The discipline of Love

Children and their parents can learn self-control when Love is the teacher.

Discipline . How often we shy away from the thought! It implies punishment, suffering, and deprivation for the wrongdoer. Yet is this what discipline really is?

As a parent, I thought it was. When my sons were young, there were many times that I did not "spare the rod." I felt deep anguish that I was not able to control either my temper or my sons' outbursts. And often, after having punished the boys, I felt despair that I had allowed anger to hold sway—and guilt, because of the form of punishment I had inflicted. (Anger is hardly an impartial or merciful judge.)

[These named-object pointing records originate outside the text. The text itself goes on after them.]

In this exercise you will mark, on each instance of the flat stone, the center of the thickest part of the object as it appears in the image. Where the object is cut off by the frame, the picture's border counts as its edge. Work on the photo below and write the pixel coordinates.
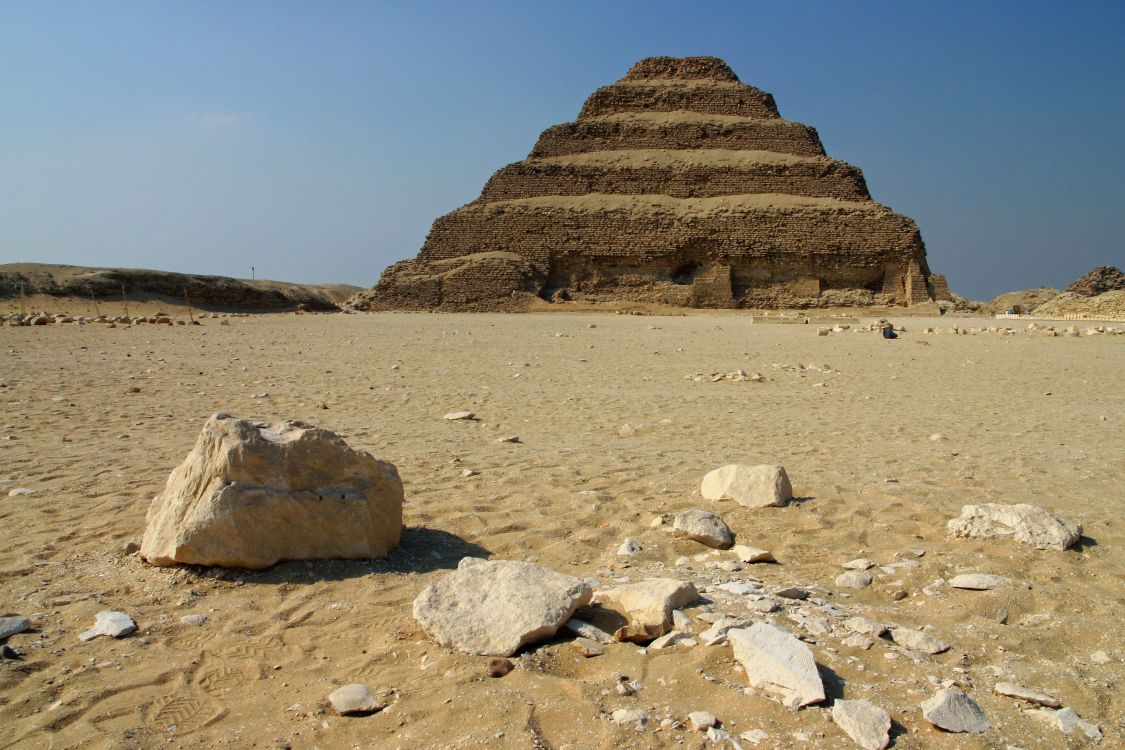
(867, 724)
(647, 605)
(854, 579)
(916, 640)
(354, 699)
(864, 626)
(587, 647)
(12, 625)
(1014, 690)
(954, 712)
(978, 581)
(753, 487)
(114, 624)
(251, 494)
(779, 663)
(745, 553)
(492, 607)
(701, 721)
(1067, 721)
(1023, 523)
(585, 630)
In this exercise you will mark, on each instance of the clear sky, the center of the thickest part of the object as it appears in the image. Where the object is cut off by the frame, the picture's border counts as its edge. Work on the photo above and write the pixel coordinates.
(318, 141)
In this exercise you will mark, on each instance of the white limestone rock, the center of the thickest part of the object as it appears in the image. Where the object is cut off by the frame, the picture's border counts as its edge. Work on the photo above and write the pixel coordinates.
(492, 607)
(752, 487)
(867, 724)
(704, 527)
(955, 712)
(252, 494)
(779, 663)
(1024, 523)
(647, 606)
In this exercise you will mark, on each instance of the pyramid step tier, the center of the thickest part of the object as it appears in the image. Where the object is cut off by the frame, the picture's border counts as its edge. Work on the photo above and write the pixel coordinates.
(734, 99)
(677, 130)
(676, 173)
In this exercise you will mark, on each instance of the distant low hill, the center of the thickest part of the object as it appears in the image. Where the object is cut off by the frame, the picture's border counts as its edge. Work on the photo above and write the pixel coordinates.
(204, 291)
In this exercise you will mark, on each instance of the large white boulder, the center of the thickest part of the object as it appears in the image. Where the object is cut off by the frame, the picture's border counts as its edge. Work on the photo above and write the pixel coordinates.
(251, 494)
(1024, 523)
(492, 607)
(752, 487)
(777, 662)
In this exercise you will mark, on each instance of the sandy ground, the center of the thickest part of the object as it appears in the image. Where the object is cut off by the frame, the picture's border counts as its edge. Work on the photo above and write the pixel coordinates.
(882, 449)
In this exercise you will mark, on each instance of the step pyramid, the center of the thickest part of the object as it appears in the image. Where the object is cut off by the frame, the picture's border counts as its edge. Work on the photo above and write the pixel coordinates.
(677, 184)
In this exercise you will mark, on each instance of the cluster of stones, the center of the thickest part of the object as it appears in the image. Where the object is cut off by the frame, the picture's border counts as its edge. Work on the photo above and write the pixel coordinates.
(676, 184)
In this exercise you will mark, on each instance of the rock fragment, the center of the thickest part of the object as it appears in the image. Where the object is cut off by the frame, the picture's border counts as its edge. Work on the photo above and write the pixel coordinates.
(703, 527)
(492, 607)
(753, 487)
(955, 712)
(647, 606)
(867, 724)
(354, 699)
(114, 624)
(1014, 690)
(1023, 523)
(777, 662)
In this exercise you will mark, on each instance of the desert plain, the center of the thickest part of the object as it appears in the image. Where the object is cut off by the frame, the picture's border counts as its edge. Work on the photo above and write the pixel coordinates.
(884, 442)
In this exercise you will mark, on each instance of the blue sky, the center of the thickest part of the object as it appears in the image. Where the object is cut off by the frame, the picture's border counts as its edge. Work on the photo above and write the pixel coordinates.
(317, 142)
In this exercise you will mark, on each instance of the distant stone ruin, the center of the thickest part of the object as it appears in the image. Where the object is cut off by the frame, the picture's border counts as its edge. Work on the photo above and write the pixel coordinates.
(677, 184)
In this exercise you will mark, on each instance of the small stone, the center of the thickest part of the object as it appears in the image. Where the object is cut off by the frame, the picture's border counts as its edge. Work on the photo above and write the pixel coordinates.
(354, 699)
(978, 581)
(854, 579)
(701, 721)
(587, 648)
(114, 624)
(635, 716)
(744, 553)
(918, 641)
(1067, 721)
(629, 547)
(864, 722)
(954, 712)
(704, 527)
(12, 625)
(1014, 690)
(498, 667)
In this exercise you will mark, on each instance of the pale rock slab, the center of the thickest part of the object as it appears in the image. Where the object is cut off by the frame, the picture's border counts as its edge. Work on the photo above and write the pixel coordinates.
(916, 640)
(647, 605)
(12, 625)
(1014, 690)
(354, 699)
(954, 712)
(978, 581)
(867, 724)
(704, 527)
(777, 662)
(745, 553)
(1024, 523)
(752, 487)
(114, 624)
(1067, 721)
(492, 607)
(252, 494)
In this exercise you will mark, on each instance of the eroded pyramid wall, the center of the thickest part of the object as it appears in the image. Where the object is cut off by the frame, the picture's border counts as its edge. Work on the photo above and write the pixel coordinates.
(676, 184)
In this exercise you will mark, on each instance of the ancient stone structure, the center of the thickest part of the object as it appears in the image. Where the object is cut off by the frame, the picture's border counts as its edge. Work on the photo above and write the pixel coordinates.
(676, 184)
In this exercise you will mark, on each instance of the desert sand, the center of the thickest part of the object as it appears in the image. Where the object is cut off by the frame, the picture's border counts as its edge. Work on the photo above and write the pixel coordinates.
(883, 440)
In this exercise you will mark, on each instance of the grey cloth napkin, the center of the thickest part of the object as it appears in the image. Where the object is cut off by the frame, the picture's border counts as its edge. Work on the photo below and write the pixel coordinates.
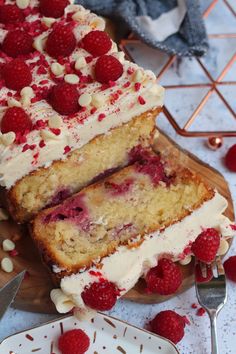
(190, 38)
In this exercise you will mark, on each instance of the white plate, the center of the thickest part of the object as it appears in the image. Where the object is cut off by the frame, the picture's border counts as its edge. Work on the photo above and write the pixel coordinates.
(107, 335)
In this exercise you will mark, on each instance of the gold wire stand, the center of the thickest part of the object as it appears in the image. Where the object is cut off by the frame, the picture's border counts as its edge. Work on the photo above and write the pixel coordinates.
(213, 85)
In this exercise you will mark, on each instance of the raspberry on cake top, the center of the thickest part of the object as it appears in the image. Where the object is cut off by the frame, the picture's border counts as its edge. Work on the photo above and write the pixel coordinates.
(63, 82)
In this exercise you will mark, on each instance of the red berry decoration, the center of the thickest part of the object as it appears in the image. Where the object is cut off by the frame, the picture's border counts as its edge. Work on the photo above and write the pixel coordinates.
(108, 68)
(206, 245)
(230, 268)
(97, 43)
(199, 277)
(165, 278)
(100, 296)
(17, 43)
(64, 98)
(61, 42)
(75, 341)
(15, 120)
(17, 74)
(10, 14)
(230, 158)
(53, 8)
(169, 324)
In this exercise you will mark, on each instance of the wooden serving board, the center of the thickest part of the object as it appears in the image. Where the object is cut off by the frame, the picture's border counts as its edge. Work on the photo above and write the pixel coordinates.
(35, 289)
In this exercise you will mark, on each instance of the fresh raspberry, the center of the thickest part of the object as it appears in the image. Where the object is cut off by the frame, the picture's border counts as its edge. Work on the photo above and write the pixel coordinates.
(199, 277)
(17, 74)
(206, 245)
(64, 98)
(61, 42)
(230, 158)
(165, 278)
(97, 43)
(169, 324)
(17, 43)
(10, 14)
(230, 268)
(75, 341)
(15, 120)
(108, 68)
(53, 8)
(100, 296)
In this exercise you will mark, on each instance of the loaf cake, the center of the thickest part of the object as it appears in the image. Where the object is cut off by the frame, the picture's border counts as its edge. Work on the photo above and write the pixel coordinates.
(112, 232)
(72, 107)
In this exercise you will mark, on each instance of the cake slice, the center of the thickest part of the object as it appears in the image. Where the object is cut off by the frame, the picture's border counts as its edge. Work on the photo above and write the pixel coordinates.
(76, 109)
(112, 232)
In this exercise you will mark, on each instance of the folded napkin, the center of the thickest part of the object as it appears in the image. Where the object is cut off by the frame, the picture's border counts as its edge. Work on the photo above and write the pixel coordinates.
(174, 26)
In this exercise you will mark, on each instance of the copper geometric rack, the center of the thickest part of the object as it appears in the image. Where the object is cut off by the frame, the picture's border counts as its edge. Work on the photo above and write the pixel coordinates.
(213, 85)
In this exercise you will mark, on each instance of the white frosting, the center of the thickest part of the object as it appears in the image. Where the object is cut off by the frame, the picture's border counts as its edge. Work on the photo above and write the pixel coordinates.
(84, 126)
(126, 265)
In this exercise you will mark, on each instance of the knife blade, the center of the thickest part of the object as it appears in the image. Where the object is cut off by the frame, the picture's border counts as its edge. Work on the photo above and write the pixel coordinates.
(9, 291)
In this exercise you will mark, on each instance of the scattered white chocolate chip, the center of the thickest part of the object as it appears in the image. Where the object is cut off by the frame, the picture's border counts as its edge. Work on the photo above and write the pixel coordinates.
(98, 100)
(55, 122)
(121, 57)
(80, 15)
(57, 69)
(80, 63)
(8, 138)
(7, 265)
(27, 92)
(12, 102)
(62, 302)
(97, 23)
(39, 42)
(186, 260)
(22, 4)
(48, 21)
(3, 215)
(224, 246)
(48, 135)
(85, 99)
(71, 79)
(138, 76)
(8, 245)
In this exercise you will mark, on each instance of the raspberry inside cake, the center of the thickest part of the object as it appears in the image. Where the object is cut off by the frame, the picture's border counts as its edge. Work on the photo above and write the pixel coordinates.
(72, 107)
(117, 229)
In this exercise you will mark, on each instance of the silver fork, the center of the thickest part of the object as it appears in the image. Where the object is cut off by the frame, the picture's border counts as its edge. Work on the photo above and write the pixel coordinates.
(212, 295)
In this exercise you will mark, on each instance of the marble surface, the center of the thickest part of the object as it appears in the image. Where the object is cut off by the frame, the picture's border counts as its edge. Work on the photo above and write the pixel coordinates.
(215, 115)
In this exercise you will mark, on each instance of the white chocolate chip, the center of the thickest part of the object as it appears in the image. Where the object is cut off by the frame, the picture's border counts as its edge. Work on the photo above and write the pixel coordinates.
(3, 215)
(39, 42)
(224, 246)
(85, 100)
(57, 69)
(97, 23)
(22, 4)
(48, 21)
(71, 79)
(8, 138)
(12, 102)
(80, 63)
(138, 76)
(7, 265)
(98, 100)
(121, 57)
(8, 245)
(55, 122)
(48, 135)
(27, 92)
(186, 260)
(80, 15)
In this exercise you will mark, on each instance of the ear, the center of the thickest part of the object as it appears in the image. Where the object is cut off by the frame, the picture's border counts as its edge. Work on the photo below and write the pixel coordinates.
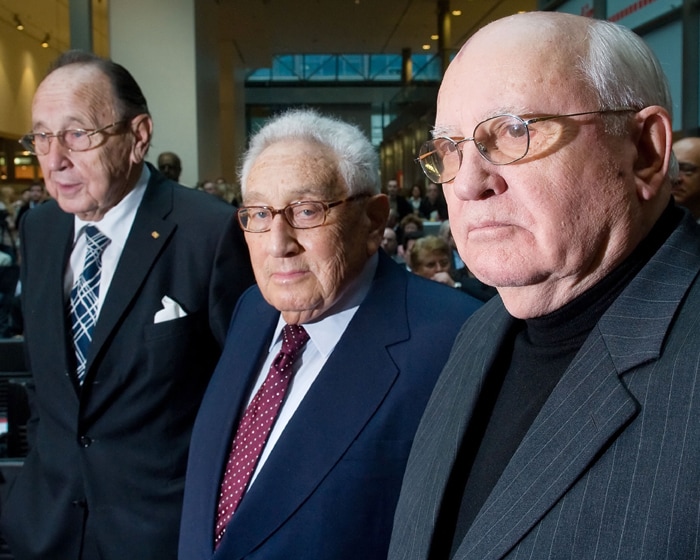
(653, 142)
(377, 211)
(142, 130)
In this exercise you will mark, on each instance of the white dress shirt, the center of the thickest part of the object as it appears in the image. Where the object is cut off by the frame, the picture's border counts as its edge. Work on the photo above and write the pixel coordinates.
(323, 337)
(116, 224)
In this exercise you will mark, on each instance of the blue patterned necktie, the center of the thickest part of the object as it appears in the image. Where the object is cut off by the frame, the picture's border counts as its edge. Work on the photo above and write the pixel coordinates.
(83, 297)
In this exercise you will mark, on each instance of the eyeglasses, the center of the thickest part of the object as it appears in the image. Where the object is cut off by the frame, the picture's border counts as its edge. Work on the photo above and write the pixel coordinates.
(75, 139)
(500, 140)
(305, 214)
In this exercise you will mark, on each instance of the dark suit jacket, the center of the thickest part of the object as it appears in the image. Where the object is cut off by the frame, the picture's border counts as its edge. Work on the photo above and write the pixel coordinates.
(329, 488)
(611, 466)
(105, 473)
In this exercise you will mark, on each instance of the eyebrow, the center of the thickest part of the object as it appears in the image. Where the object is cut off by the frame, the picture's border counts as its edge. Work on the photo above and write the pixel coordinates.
(451, 131)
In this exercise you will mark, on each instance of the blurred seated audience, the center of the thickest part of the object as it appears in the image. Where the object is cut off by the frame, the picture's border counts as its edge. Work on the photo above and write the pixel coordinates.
(416, 198)
(686, 187)
(406, 245)
(431, 257)
(169, 164)
(397, 202)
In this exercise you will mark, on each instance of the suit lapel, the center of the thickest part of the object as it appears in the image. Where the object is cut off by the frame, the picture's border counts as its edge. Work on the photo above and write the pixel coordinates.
(588, 409)
(49, 287)
(226, 397)
(339, 404)
(148, 236)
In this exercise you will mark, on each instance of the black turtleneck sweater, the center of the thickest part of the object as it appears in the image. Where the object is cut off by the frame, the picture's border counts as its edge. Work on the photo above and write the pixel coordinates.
(531, 362)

In my remorse I often punished myself with days of self-condemnation. Only after I had suffered greatly would I turn to a Christian Science practitioner for help in removing the mental darkness through prayer. There was progress, but oh! so slow. I seemed so easily to slide back into anger. I dimly saw that discipline was a form of education, but in the crisis of dealing with the screaming and fighting, I felt entirely unable to reason with the boys. At times I was able to stop their outbursts and then instruct them (and myself) about the necessity for self-discipline. Yet even this was not enough. I needed to stop viewing discipline as a matter of human ways and means—as punishment, deprivation of privileges, scolding. Circumstances were forcing me to find a higher concept—to see discipline as the persistent acknowledgment and growing appreciation of man's true status as the beloved child of God, always under the control of the one Mind, God.